Using counters to diagnose your system's health
In March, I showed you how to start Windows NT's Performance
Monitor, add counters, and save settings. I also mentioned a few of the critical
counters. In this article, I'll look at those and other counters, and give you
more details about when to use them. The aim is to evaluate the overall health
of your system and network. This article will not give you a comprehensive list
of available counters. Rather, it introduces how to use counters and focuses on
those counters that are most useful to the systems administrator and power user.
Objects
Any discussion of counters must start with a description of the objects that
generate counters. Common objects, such as Processor, are in the Performance
Monitor selection list on all NT installations. Table 1 lists those Performance
Monitor objects. Optional objects appear only if you choose certain options
during setup. For example, you will see the NetBEUI object only if you select
NetBEUI as a protocol to install. And the last group of objects, add-ons, are
objects that you add to Performance Monitor with other software, not with NT.
First, let's examine the optional and add-on objects that you can track.
For each object, I'll discuss some specific counters. You can start Performance
Monitor on your system and follow along.
Optional Objects
Some objects appear in Performance Monitor only when the associated service
or process is running.
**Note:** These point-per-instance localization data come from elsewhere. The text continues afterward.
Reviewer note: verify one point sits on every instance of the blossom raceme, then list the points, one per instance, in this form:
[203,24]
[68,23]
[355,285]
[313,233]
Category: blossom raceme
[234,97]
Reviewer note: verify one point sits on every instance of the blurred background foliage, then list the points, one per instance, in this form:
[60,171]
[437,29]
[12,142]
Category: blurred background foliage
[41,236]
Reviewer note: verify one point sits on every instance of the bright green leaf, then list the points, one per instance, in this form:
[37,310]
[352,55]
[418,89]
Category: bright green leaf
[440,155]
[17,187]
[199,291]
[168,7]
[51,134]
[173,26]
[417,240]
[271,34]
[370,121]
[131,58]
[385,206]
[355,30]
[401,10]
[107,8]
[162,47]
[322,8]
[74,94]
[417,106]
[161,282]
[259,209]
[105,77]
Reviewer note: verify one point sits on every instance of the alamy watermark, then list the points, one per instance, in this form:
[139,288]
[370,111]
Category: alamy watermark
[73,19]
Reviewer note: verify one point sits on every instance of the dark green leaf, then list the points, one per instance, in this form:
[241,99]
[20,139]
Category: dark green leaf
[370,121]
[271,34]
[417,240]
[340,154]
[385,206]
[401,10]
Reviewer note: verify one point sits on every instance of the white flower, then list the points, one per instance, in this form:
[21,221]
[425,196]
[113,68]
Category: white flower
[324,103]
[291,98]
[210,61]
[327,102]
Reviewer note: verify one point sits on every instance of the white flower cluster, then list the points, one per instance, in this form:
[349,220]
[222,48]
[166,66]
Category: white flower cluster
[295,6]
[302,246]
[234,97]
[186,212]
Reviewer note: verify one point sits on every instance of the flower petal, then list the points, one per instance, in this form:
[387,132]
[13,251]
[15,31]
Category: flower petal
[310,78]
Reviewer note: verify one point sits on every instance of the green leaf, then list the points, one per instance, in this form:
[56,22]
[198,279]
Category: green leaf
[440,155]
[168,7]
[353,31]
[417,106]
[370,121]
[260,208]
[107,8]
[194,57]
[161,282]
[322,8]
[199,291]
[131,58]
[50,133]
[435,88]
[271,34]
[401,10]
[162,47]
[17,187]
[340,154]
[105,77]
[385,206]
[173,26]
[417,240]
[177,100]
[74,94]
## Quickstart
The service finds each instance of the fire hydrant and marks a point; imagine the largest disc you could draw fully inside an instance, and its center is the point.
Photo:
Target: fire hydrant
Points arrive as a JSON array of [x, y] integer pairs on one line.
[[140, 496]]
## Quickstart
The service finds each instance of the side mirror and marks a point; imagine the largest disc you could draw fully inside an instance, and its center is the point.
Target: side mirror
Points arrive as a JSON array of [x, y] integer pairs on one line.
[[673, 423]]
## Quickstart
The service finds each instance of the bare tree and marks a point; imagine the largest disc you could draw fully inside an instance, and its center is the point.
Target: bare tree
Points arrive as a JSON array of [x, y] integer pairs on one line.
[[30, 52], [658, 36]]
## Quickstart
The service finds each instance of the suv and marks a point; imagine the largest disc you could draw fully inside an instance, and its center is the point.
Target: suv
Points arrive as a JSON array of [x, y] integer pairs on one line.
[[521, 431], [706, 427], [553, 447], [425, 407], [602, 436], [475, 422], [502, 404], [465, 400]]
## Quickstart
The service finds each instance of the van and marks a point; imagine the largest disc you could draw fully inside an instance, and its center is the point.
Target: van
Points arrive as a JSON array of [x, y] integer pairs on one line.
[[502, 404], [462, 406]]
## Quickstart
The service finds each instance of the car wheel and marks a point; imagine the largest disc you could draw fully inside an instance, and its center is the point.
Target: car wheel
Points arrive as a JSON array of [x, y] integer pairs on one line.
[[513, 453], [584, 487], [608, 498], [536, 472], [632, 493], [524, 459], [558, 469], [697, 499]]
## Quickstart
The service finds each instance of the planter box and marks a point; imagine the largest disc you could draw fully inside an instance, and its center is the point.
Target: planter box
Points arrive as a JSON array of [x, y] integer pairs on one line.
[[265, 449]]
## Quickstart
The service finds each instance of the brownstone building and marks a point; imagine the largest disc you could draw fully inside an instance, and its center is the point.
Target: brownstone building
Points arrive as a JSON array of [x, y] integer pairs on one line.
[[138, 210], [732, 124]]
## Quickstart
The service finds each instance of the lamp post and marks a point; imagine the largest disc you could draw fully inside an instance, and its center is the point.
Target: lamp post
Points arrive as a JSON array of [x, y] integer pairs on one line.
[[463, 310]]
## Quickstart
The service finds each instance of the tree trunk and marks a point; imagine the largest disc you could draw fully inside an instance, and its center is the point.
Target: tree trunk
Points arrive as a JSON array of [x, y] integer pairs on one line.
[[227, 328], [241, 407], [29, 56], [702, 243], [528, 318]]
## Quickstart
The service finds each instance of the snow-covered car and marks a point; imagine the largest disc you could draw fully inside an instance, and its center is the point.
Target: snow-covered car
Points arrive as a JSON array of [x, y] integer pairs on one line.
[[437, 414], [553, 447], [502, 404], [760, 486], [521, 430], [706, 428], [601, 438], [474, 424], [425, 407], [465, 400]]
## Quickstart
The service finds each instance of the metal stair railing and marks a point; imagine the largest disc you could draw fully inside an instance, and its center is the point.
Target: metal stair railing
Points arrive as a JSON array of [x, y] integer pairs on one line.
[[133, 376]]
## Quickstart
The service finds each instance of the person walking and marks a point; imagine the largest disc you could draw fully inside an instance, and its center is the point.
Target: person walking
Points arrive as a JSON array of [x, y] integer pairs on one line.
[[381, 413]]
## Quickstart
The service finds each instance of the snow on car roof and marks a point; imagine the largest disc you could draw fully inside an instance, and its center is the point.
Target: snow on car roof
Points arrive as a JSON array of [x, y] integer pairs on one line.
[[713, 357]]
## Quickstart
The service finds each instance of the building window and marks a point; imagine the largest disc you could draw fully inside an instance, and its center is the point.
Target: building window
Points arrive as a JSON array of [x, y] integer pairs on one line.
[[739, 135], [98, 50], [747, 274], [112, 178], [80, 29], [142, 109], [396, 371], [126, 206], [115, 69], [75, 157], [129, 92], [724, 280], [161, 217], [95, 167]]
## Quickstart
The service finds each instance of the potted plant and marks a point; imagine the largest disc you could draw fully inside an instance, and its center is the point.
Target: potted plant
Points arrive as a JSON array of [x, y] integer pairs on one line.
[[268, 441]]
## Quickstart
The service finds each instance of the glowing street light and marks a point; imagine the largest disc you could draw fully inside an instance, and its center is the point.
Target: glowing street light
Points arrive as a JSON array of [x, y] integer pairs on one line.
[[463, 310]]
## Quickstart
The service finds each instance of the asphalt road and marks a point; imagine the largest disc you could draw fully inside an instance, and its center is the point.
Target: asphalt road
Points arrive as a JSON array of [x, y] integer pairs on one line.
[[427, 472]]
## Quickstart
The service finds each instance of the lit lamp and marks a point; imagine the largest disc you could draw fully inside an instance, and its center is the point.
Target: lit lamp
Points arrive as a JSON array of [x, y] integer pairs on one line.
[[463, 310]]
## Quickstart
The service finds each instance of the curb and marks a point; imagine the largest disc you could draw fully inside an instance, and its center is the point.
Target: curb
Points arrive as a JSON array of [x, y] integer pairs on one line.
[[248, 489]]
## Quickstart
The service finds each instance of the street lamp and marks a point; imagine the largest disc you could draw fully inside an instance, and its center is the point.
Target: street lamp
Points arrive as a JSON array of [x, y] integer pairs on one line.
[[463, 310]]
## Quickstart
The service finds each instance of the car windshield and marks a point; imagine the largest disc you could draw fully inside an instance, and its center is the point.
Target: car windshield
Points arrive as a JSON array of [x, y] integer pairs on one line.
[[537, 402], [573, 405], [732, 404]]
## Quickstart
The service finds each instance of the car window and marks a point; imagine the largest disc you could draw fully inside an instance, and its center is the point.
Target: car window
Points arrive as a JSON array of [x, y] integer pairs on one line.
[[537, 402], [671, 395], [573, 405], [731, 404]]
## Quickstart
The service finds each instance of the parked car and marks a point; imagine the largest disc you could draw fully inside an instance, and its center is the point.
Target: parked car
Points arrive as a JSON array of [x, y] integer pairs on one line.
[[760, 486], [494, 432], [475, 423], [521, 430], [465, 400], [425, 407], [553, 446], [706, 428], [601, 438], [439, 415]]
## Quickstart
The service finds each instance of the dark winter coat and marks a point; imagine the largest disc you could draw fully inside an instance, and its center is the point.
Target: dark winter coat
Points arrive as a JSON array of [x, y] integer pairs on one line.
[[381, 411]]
I'll highlight a few of these optional objects.
The Browser measures the various Browser Service transmissions.
This object is relevant only if the computer is a browser or a potential
browser. The Browser Service gives you the list of resources available on the
network. When you use the Map Network Drive option from the My Computer icon,
the Browser Service is responsible for displaying shared directories.
The Server Service is the complement to the Redirector. It makes resources
on the local computer available to other users across the network. Therefore,
the Server Service does not need to run on a workstation that acts as a client
computer and doesn't share any of its local data or printers with the rest of
the network.
Depending on the protocols and network services you have installed, you'll
see one or more network objects on your Performance Monitor list, such
as Appletalk; Client Service for NetWare; IP, TCP, Network Interface; NetBEUI
and NetBEUI Resource; NWLink IPX, NWLink NetBIOS, and NWLink SPX; and RAS Port
and RAS Total. Each network object measures multiple counters; overall, they
monitor the network throughput.
Add-On Objects
Add-on objects are associated with software other than NT. For example,
Microsoft SQL Server adds several objects, which you'll see only when SQL Server
is running.
Counters
As I mentioned in March, Performance Monitor has about 350 counters. You'll
probably use only a few of them on a regular basis for ongoing system monitoring
and keep the rest for troubleshooting and tuning. Some counters are for
programmers to use only in debugging and optimizing applications.
A good place to start is the default counter for each object. When you
select an object, notice that the highlighted counter is not necessarily the
first one in the list. Instead, the highlighted counter is the one that the NT
developers thought would be the most useful. For example, when you select the
Cache object, the default counter is Data Map Hits %, as Screen 1 shows
on page 159. The following paragraphs highlight a selection of counters that you
might find useful.
The Data Map Hits % counter under the Cache object shows how often
requested data was found in the cache. This counter means you can retrieve the
data rapidly from physical memory instead of having to read from the disk. A
consistently low value, say below 80 percent when the system is very busy, can
signify insufficient memory available.
The Average Disk Queue Length counter under the LogicalDisk object
measures the average number of read and write requests that were queued for the
selected disk during the sampling interval. A value greater than 1 or 2
indicates a potential bottleneck at the disk, and processes are forced to wait
on disk access. Further investigation is in order before you can be sure the
disk is the problem. Your system might have insufficient RAM, resulting in
constant paging from memory to disk and back again. Resolve memory shortages
before deciding that you have a disk problem.
The LogicalDisk object's Avg. Disk sec/Transfer counter shows how
long, in seconds, the average disk transfer takes. On its own, this counter
might tell whether you have a fast or slow disk, although the value will vary
depending on the type of data you are processing. The actual value for short
files will be in tens of milliseconds, which will show as 0.0nn seconds.
If all your disk counters are zero, use the diskperf - y command to make
sure that you turned on disk monitoring, as I described in March.
One powerful way to use Performance Monitor is to combine values from
different counters. Suppose you have an Avg. Disk Queue Length of 3 and an Avg.
Disk sec/Transfer of 0.033. With three requests (each taking about 33
milliseconds) in the queue, about 100 milliseconds (one-tenth of a second) will
pass before the system can process a new request. This calculation gives you an
idea of the delay that waiting on your hard disk causes.